Last weekend we were all at our summer cabin, I'm a early bird and not to wake anyone up I get a coffee at a coffee shop and drive around checking out properties for sale and any changes in the area. I stopped at a few garage sales and the last one I stopped at was big. The lady that greeted me was friendly and kind of yapy and explaining that her parents couldn't take care of themselves anymore and she put them in a nursing home and she was very motivated to sell there stuff and anything I see to make an offer. I walked around and there was mostly older style furniture and old power tools, I strolled through a rack of clothes, I'm not one to buy clothes from a garage sale but I love to collect vintage and authentic slips. Last year I caught 3 slips on a rack and when I went to pay the lady was so money hungry she showed me the half slip she was wearing and asked if I wanted that one too, in which I did and it was the most beautiful one of all. I wish I wasn't so shy, and more bold because she wanted to go in her house and get more but I told her my wife would be happy with those, I'm sure she had some classics ones forsure.
I walked by the last clothing rack and I was starting to walk to my car when something caught my eye. I looked over and there was a beautiful wedding dress hanging on a tree branch, I was automatically attracted to it and I stood there frozen. It was all lace on top and full on the bottom, almost like a princess dress. My mind was going a million miles a minute, thinking to myself
:what am I going to do with that dress
: I will probably wear it a few times get my thrills and then hang it in the already overcrowded drawer
:she's motivated I will probably get it for nothing
:I can't wear it for drives
:I could feel it on me already
All at once the lady came over to me and asked me if it was beautiful, and I told her it was and she said it was hers when she got married 40 years ago. She then shocked me and asked me if I wanted to try it on that it would be alright with her. I wanted to ask her what she said but I heard it loud and clear but wasn't sure if I was dreaming. I instantly shyed away and in my mind I was wondering why she would ask me that, so I asked her what gave her the impression I wanted to try that dress on. She said that she has volunteered and worked at thrift stores for thirty years and when you work in a thrift store you meet a lot of different people. She said I had the look of the men in her store who are looking in the men section but there eyes are across in the women's section and trying to get the courage to pick up something on the women's rack. I found that interesting and then she told me that she seen me in a daze and she figured that I was sizing it to myself and she would give me a good deal on it. Not admitting that I wanted it or not I told her I would think about it.

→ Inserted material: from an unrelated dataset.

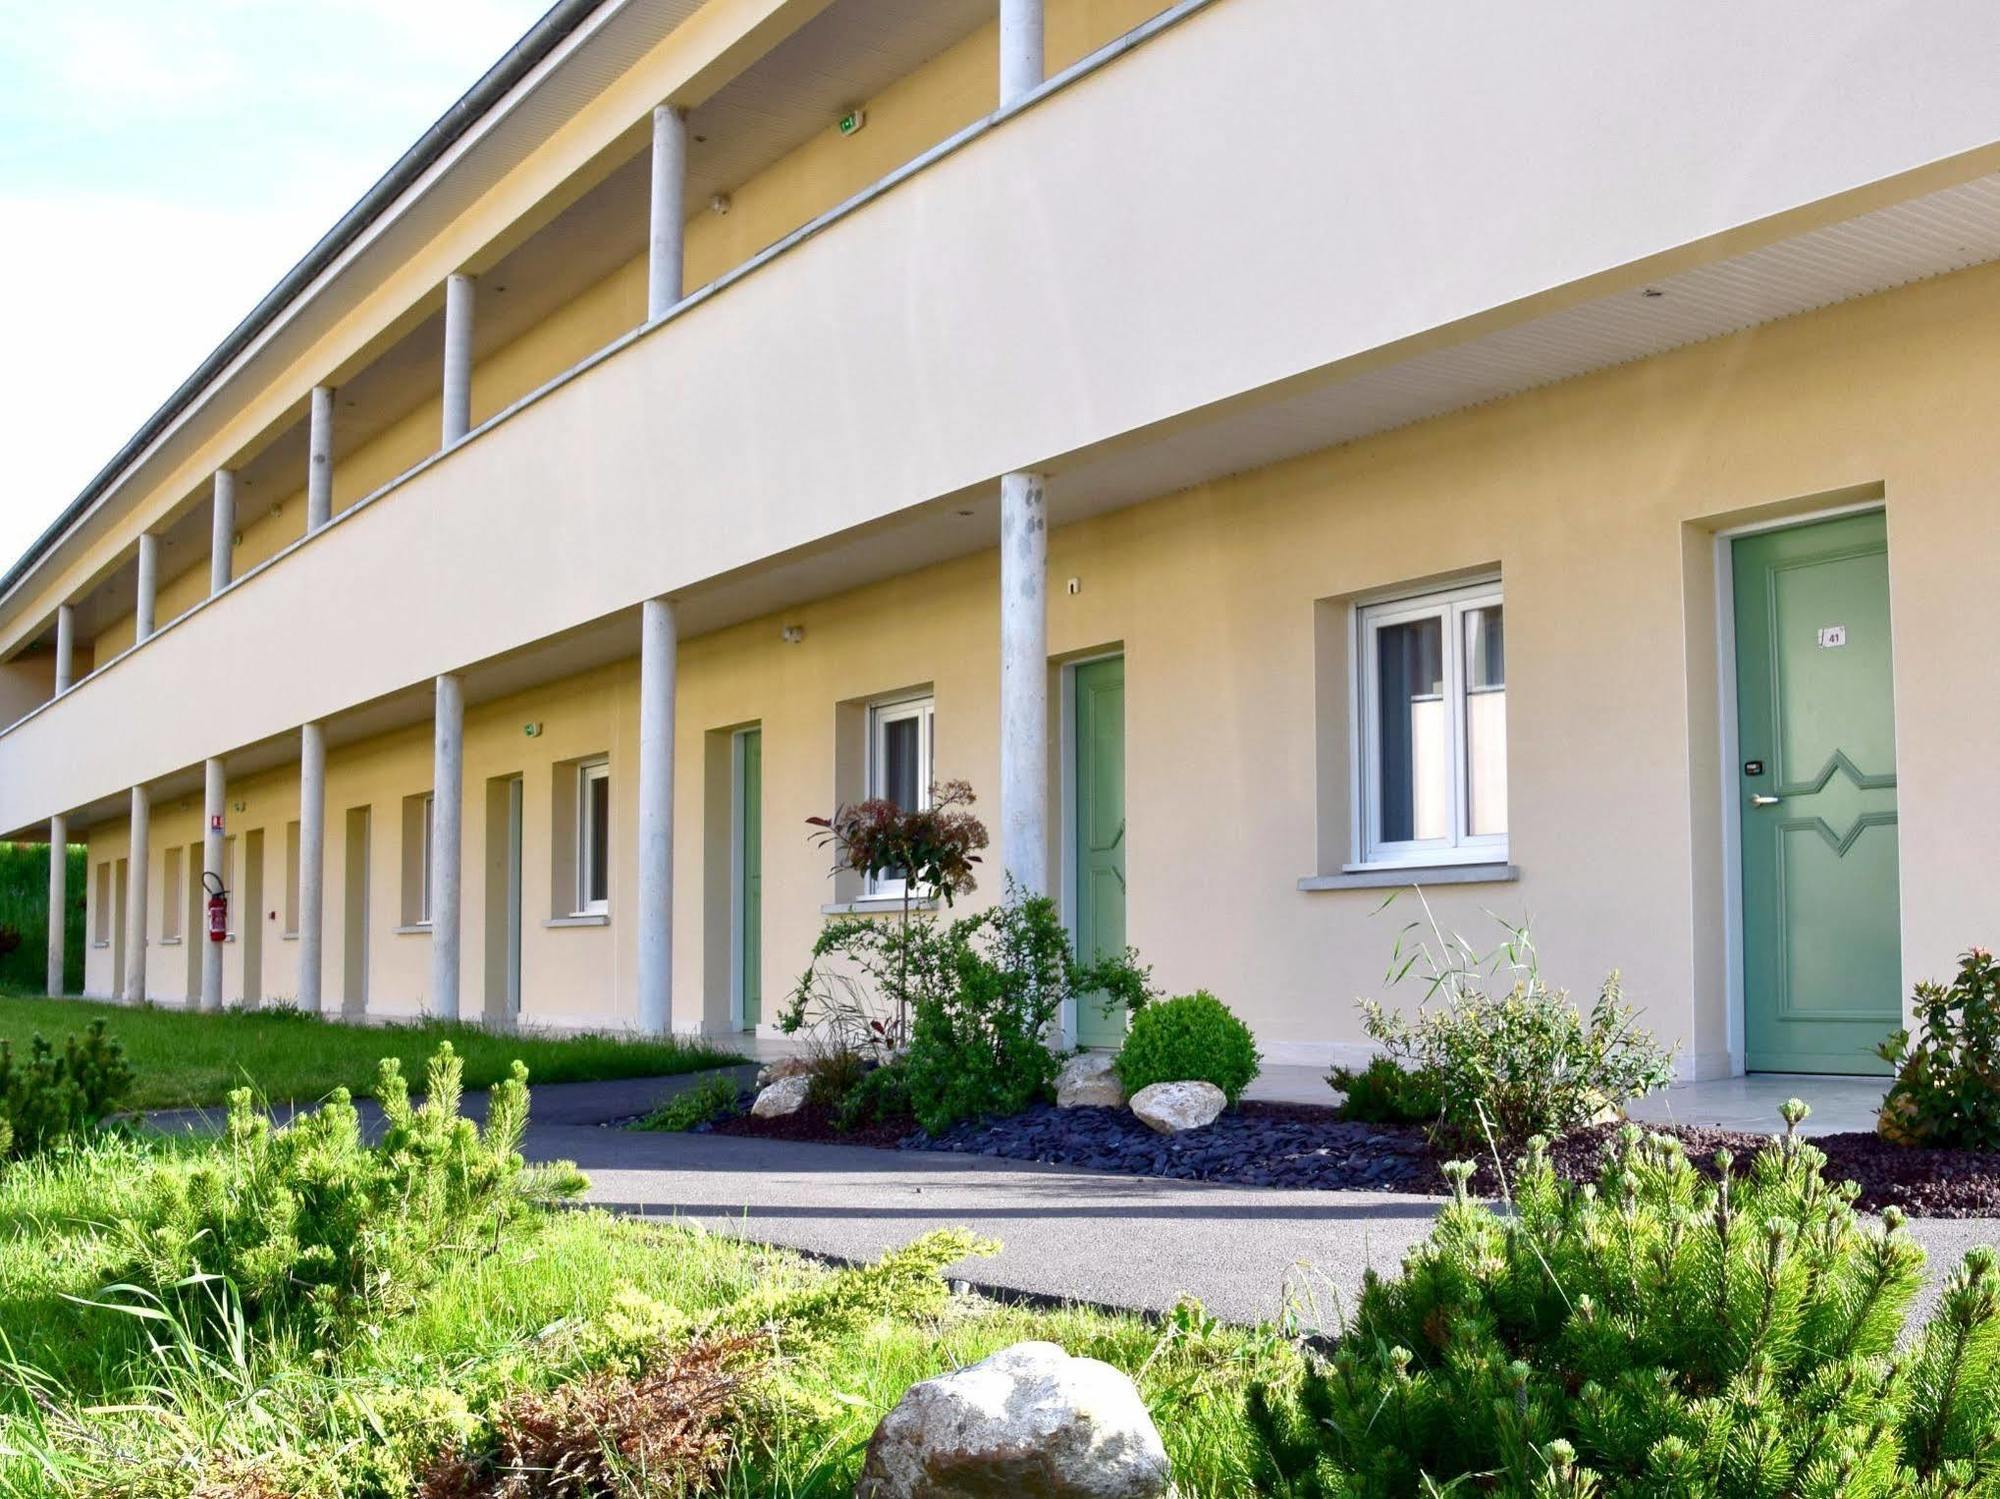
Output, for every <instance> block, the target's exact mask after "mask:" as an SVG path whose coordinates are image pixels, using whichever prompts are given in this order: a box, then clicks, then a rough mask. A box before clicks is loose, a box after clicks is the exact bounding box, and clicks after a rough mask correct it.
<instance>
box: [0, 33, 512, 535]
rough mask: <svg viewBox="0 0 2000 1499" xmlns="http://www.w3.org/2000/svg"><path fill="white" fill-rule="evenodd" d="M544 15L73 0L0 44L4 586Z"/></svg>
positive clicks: (6, 35) (0, 531)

I didn't buy the dress and all day everyone was asking what was wrong with me that day, I was feeling in a daze in disbelief of the discussion I had that morning with that lady and how she read me. I seat here a week later regretting not buying that dress and wondering what it would have felt like on and daydreaming of how it would have felt like if I had the courage and tried that dress in front of that lady. I had to share this with my friends here, as much as I would have loved to share this with my family and co-workers, the only place I could share is with my wife and my friends here. My wife said it was good I didn't buy it, I probably would have worn it a few times and then stored it away with the rest, not something I could leave in the open. Just curious does anyone here have a wedding dress and do you wear it often?